Cervantes escuchó los crujientes sonidos, pero hizo como si nada.
Para intentar pensar en otra cosa que no sea en su malestar, preguntó por la familia de su nuevo inversionista.
—¿Tiene hijos? —
—Sí, Mariela. Hoy tendría veinte años. —respondió sin levantar los ojos de los documentos.
—Lo lamento —dijo Lambert.
—Son cosas que pasan. —dijo Cervantes. Alzó la vista y su sonrisa había desaparecido junto con su voz amena. Y agregó. —¿Se olvidó de nosotros?
La pregunta paralizó a Lambert. Se quedó mirándolo a los ojos y notó que la camarera se acercaba. En ese momento tenía las manos en el estómago para mantenerlo apretado porque era menos doloroso.
—Estábamos felices cuando compramos la casa. —comenzó a relatar Cervantes. Sus ojos brillaban con lágrimas que no se decidían salir y sus palabras se quebraban. —La compramos en Desarrollos del Sur.
Los miró con mayor detenimiento y los reconoció. Era un matrimonio que lloró durante todo el juicio. Su apellido no era Cervantes, pero tampoco lo recordaba. Él había dejado crecer su barba y afeitado su cabellera. La mesera se quitó los anteojos y soltó su pelo.

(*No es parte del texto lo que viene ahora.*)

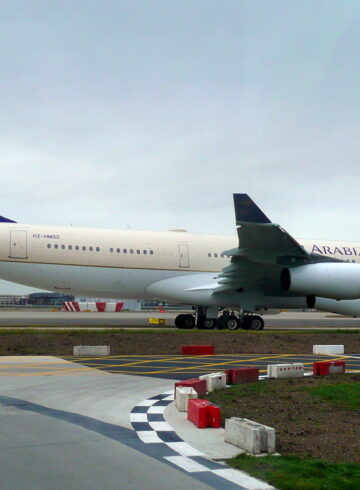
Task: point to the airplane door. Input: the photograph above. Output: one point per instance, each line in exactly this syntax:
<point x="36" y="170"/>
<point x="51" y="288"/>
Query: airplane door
<point x="18" y="244"/>
<point x="183" y="255"/>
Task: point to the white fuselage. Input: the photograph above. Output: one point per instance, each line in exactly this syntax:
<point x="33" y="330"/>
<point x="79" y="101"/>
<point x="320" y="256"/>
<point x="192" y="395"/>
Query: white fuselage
<point x="114" y="264"/>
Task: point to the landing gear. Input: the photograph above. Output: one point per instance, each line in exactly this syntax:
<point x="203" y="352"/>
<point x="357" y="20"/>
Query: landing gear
<point x="206" y="319"/>
<point x="185" y="321"/>
<point x="253" y="322"/>
<point x="231" y="322"/>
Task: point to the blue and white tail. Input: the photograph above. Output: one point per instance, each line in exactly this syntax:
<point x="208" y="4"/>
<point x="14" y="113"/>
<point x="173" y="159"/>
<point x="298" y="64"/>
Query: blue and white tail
<point x="6" y="220"/>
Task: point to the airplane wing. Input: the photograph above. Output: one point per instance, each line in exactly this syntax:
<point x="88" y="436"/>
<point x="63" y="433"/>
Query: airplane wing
<point x="264" y="249"/>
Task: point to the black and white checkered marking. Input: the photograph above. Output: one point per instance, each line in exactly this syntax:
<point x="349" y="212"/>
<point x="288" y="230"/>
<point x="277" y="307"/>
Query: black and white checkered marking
<point x="147" y="419"/>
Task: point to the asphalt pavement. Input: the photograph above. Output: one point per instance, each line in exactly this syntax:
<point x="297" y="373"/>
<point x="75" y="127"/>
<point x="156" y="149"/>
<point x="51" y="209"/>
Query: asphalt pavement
<point x="63" y="319"/>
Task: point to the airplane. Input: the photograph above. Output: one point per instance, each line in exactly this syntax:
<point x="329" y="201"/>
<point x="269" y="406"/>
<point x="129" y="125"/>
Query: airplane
<point x="229" y="280"/>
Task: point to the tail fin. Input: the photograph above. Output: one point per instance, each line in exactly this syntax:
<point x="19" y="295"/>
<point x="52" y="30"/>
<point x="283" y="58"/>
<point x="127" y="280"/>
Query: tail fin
<point x="247" y="211"/>
<point x="6" y="220"/>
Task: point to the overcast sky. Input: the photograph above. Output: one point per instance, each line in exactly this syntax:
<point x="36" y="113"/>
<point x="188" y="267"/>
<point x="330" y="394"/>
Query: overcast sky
<point x="150" y="114"/>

—¿Se acuerda cuando le dijimos que las paredes del edificio tenían rajaduras? Dijo que todo estaba bien. Esa mañana fuimos al supermercado y Mariela quiso quedarse porque quería preparar una sorpresa para cuando volviéramos. Nunca pudimos descubrir qué fue.
Las miradas frías penetraron como cuchillos en los ojos de Lambert.
—Están equivocados. Yo soy inocente, el Juez me dio la razón. —respondió balbuceando.
Se puso de pie y arrastró todo lo que había en la mesa al piso. Podía caminar doblando el estómago. Se dirigió a la cocina a pedir ayuda y ellos lo seguían con la mirada. Cuando alcanzó a llegar, la encontró vacía. Un parlante reproducía los sonidos de conversaciones y vajillas golpeando. Algo se rajó dentro de él liberando un líquido caliente y se dejó caer al suelo. Un sabor agrio subió por la garganta y ellos se acercaron.
—¡Basura mal parida! —dijo la mujer.
El esposo la detuvo cuando iba a patearle la cara.
—No lo toques, déjalo que se muera solo. Vaciemos el lugar, no tiene que quedar nada. —el hombre se inclinó hacia Lambert y agregó— Si llegas al cielo, el Don Perignon lo bebes con San Pedro.